HBO has released the first episode of a new TV series that appears to be a sumptuous and lavish production with beautiful cinematography and stunning set design. It's too early to predict its success with viewers, as television audiences can be fickle. However, HBO clearly believes in its potential, judging by the significant investment made in the production.

The Genetic Book of the Dead

I just picked up The Genetic Book of the Dead: A Darwinian Reverie by Richard Dawkins. The book is filled with fascinating examples of the power of Darwinian natural selection to build exquisite perfection, paradoxically accompanied by what look like gross blunders. Along the way, Dawkins dismantles influential criticisms of the 'gene's-eye-view' of life. And, to end with a provocative sting in the tail, the author asks there is a sense in which all our 'own' genes can be seen as a gigantic colony of cooperating viruses?

Music For A Bellowing Room

This latest work is a collaborative durational work by musician Sarah Davachi and filmmaker Dicky Bahto, both based in Los Angeles. With a performance/running time of three hours, it invites the audience to shift their concentration and perception through gradual changes in sound and image. This piece was originally commissioned by the Museum of Modern Art in New York, and received its premiere performance in September 2023.

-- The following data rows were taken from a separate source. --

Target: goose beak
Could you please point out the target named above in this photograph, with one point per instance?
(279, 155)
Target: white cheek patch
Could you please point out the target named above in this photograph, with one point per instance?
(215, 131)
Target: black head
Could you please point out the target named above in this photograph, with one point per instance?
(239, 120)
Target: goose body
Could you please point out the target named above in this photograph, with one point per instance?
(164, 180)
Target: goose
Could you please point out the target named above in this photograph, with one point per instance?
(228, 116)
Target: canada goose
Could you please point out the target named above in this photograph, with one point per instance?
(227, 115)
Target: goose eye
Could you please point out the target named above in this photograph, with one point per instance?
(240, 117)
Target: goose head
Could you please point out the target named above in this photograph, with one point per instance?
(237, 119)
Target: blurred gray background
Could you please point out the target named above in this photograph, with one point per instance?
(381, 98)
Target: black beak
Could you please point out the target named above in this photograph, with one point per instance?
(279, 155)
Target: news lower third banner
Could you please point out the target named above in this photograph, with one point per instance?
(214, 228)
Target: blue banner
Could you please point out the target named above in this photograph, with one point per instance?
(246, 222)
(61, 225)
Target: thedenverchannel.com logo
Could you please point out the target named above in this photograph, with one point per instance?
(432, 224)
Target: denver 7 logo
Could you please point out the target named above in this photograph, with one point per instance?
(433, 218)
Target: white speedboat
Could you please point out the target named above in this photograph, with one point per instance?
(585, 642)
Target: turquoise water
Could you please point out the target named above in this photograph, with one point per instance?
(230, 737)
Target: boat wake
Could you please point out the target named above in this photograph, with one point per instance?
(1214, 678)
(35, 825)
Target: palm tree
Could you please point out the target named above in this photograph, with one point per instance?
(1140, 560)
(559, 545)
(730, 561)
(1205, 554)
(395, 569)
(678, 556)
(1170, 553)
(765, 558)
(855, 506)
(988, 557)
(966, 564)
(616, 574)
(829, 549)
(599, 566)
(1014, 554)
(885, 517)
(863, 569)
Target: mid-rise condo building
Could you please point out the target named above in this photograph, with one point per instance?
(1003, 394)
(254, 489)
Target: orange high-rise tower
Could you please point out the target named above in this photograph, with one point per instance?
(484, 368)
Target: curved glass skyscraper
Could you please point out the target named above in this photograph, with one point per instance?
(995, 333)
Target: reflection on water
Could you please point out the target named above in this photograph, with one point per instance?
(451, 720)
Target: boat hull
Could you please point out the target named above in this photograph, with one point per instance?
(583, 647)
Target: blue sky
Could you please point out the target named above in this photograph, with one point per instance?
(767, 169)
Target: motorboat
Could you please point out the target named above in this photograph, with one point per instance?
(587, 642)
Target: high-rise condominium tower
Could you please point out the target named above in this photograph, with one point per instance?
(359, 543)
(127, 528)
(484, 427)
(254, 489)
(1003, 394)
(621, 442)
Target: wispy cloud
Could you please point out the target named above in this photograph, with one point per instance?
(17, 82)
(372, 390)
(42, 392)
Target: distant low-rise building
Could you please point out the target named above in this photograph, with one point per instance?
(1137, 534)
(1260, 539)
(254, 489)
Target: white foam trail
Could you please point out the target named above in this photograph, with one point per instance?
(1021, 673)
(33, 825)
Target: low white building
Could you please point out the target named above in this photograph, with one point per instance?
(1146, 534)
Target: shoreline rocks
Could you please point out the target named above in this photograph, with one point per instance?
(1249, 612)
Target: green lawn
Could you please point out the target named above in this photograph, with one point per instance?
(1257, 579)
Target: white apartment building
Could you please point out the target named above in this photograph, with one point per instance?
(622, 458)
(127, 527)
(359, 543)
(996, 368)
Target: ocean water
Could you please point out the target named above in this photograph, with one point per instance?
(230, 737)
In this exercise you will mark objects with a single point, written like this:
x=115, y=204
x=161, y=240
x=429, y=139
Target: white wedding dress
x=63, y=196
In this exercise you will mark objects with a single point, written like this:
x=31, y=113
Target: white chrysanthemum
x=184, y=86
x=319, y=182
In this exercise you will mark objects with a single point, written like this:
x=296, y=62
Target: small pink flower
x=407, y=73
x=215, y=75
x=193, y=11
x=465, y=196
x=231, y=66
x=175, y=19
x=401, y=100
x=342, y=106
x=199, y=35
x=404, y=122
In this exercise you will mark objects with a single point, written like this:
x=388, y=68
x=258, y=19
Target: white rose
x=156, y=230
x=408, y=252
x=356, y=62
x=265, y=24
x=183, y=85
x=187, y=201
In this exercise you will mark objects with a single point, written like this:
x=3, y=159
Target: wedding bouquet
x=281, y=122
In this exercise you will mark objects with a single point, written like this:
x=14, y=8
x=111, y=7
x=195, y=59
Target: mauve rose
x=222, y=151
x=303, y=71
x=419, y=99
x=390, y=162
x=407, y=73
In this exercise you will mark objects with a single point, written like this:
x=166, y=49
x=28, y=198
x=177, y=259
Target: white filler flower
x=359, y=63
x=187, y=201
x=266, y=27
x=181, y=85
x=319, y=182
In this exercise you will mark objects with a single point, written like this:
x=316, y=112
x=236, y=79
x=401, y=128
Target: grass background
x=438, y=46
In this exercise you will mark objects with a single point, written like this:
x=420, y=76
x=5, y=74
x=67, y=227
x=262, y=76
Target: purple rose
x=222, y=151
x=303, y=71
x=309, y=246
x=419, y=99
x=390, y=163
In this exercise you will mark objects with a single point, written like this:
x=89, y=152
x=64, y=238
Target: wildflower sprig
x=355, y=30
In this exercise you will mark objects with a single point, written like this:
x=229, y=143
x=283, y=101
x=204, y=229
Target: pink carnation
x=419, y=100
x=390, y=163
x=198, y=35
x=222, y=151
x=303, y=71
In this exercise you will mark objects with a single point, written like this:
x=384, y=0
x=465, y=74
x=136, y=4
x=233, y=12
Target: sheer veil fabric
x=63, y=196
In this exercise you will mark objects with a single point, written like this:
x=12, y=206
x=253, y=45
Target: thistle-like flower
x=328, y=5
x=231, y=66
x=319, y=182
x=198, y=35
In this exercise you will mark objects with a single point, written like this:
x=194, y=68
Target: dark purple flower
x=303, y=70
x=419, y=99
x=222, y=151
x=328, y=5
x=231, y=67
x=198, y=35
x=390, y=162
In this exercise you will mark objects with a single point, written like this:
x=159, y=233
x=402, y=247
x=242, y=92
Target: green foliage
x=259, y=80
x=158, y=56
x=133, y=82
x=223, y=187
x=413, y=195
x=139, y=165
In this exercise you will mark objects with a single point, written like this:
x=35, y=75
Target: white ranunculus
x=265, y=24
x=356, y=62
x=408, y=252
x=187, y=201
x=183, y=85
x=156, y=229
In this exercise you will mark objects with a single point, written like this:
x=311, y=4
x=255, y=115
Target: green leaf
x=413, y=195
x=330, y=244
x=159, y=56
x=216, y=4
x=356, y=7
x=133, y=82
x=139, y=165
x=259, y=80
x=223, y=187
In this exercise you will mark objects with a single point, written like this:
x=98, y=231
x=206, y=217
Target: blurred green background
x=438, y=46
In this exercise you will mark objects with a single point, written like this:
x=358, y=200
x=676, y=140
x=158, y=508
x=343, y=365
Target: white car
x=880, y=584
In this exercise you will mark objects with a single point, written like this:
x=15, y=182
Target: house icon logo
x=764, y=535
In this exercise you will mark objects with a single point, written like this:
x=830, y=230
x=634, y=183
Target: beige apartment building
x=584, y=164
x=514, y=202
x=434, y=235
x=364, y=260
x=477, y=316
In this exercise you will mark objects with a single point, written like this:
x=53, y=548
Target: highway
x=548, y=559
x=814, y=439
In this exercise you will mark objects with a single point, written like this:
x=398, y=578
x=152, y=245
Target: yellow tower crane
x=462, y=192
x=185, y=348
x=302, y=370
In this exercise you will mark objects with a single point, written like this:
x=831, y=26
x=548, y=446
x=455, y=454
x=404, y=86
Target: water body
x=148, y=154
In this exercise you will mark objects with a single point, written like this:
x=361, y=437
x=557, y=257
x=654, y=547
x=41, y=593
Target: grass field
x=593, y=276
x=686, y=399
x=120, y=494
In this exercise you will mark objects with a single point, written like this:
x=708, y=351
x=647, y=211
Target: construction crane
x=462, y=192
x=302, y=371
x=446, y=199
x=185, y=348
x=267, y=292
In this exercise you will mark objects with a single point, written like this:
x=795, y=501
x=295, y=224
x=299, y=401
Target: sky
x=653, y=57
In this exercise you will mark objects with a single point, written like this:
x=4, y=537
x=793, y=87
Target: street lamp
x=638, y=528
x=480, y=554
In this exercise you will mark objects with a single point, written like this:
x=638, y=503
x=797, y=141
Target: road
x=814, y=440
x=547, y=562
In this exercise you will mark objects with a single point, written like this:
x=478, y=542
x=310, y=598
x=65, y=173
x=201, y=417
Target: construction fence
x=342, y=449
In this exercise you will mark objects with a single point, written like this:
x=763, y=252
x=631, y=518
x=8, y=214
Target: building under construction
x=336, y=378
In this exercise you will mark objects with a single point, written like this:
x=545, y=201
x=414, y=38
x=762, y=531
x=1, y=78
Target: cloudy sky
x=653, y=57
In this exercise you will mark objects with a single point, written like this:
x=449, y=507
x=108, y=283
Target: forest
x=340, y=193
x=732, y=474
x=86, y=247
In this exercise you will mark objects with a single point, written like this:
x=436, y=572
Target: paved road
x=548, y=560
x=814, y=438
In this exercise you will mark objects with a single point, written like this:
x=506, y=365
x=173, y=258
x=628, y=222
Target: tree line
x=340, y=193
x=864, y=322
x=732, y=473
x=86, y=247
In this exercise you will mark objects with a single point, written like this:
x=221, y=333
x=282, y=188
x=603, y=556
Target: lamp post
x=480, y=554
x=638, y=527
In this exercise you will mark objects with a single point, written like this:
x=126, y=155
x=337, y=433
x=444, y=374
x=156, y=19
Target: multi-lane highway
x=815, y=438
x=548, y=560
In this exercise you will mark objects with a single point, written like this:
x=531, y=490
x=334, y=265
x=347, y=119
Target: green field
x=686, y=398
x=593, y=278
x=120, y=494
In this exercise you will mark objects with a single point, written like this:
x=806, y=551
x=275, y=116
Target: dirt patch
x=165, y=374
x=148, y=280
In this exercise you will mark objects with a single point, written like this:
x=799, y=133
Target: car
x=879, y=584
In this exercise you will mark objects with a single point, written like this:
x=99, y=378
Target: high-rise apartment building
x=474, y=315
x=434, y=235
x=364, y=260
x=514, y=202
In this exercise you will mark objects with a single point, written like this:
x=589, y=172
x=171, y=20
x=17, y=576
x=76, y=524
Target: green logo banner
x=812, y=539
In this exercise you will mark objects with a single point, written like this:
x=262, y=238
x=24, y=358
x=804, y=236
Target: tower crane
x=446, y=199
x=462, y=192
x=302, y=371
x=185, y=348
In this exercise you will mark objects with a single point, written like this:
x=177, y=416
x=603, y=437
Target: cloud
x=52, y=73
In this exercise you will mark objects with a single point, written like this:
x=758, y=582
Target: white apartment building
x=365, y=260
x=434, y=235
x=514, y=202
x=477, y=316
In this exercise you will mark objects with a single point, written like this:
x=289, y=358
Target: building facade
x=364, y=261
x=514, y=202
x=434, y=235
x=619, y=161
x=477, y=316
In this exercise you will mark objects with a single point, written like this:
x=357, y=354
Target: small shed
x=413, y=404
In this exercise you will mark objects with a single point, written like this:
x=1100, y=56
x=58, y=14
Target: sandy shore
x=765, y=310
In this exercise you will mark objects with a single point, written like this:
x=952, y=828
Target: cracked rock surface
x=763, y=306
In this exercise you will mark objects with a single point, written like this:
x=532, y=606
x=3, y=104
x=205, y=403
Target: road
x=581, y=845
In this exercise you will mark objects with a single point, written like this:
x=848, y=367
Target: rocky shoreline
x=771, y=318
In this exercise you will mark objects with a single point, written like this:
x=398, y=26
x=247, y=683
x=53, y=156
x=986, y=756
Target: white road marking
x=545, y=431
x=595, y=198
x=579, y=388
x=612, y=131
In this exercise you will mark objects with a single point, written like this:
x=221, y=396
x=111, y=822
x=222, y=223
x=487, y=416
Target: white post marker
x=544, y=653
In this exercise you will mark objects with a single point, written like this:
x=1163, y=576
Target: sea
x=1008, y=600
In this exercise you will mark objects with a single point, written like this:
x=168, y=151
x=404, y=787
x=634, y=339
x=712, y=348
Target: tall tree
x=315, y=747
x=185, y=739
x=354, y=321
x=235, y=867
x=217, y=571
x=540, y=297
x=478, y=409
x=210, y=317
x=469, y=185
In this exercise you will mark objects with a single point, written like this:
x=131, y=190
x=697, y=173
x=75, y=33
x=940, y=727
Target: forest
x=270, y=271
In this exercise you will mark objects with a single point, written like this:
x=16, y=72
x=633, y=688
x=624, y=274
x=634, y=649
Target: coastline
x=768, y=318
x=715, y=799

You need patience and concentration for this one. Davachi splits the lengthy piece into three parts, opening with tape-dubbed string loops that she almost imperceptibly intermingles with woolly, wavering synth drones. It's music that's made for the deepest possible listening, following in the stead of work by Pauline Oliveros, or arch minimalists Éliane Radigue and Phil Niblock. And although we've not seen Bahto's accompanying film, the sound gives us at least some indication of its direction: slow, secretive and ineffably elegant. Over the course of an hour, the first part delicately progresses, absorbing different tones and textures as it grows. The solemn strings eventually disappear completely, and barely audible organ phrases appear in the far distance, suspended beneath Davachi's almost choral drones.

The second act is even more haunted, initially a soft-edged palpitation made from lower-case oscillations that twists and turns, heaving into the breathy middle section where Davachi introduces brassier, more hypnotic sounds. Warmed up by tape-y saturation, the pliant drones beat and throb with microscopic complexity, taking their time to excite quieted rhythms that only emerge after a listen or two. Eventually, the moody string loops that appeared at the beginning of the first segment seem to make a slight return, warbling into the foggy synths.

And it's these grazed, ferric murmurs that introduce us to 'Part III', in time joined by giddy resonant whirrs that almost overrun the entire spectrum. Davachi offers obscured callbacks to the rest of the piece throughout, while retaining our attention with swooning mesmeric tweaks and textures. In the central section, she almost creates an orchestral swell from her minimal electronic setup, and by its conclusion, drifts the composition towards the heavens with nebulous celestial wails.